Opinion
No. 4D16–4311
03-14-2018
Douglas H. Stein of Association Law Group, P.L., Miami, for appellant. Marlene S. Reiss, Miami, and Thomas J. Wenzel of Cindy A. Goldstein, P.A., Coral Springs, for appellee.
Douglas H. Stein of Association Law Group, P.L., Miami, for appellant.
Marlene S. Reiss, Miami, and Thomas J. Wenzel of Cindy A. Goldstein, P.A., Coral Springs, for appellee.
Kuntz, J.We are presented with the following question, certified by the county court to be of great public importance:
PURSUANT TO FLA. STAT. § 627.739, IS AN INSURER REQUIRED TO APPLY THE DEDUCTIBLE TO 100% OF AN INSURED'S EXPENSES AND LOSSES PRIOR TO APPLYING ANY PERMISSIVE FEE SCHEDULE PAYMENT LIMITATION FOUND IN § 627.736(5)(A)(1), FLA. STAT. (2013)?
We rephrase the certified question as follows:
PURSUANT TO SECTIONS 627.736 AND 627.739, FLORIDA STATUTES (2013), IS AN INSURER REQUIRED TO APPLY A POLICY DEDUCTIBLE TO THE TOTAL AMOUNT OF A PROVIDER'S INVOICES TO AN INSURED PRIOR TO APPLYING ANY FEE SCHEDULE FOUND IN § 627.736, FLA. STAT.?
For the reasons explained in our opinion in State Farm Mutual Automobile Insurance Co. v. Care Wellness Center, LLC a/a/o Bardon–Diaz , No. 4D16–2254, ––– So.3d ––––, 2018 WL 1315026 (Fla. 4th DCA Mar. 14, 2018), also issued today, we answer the rephrased certified question in the negative, reverse the county court's summary judgment, and remand for further proceedings consistent with our opinion in case number 4D16–2254. We also certify conflict with Progressive Select Insurance Co. v. Florida Hospital Medical Center a/a/o Jonathan Parent , 236 So.3d 1183, 2018 WL 792012 (Fla. 5th DCA Feb. 9, 2018).

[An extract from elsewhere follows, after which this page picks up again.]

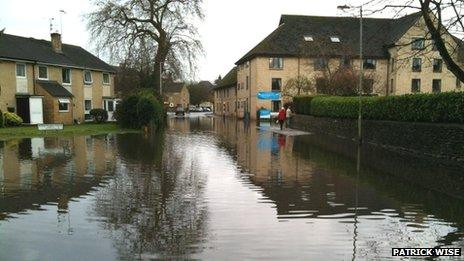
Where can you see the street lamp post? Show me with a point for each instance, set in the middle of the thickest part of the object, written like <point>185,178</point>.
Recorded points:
<point>361,66</point>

Reversed and remanded; conflict certified.
Forst, J., concurs.
Gross, J., dissents with opinion.
Gross, J., dissenting.
I dissent for the reasons set forth in my dissent to the Court's opinion in USAA Gen. Indem. Co. v. Gogan a/a/o Tara Ricks , No. 4D16–3313, 238 So.3d 937, 2018 WL 1315053 (Fla. 4th DCA Mar. 14, 2018).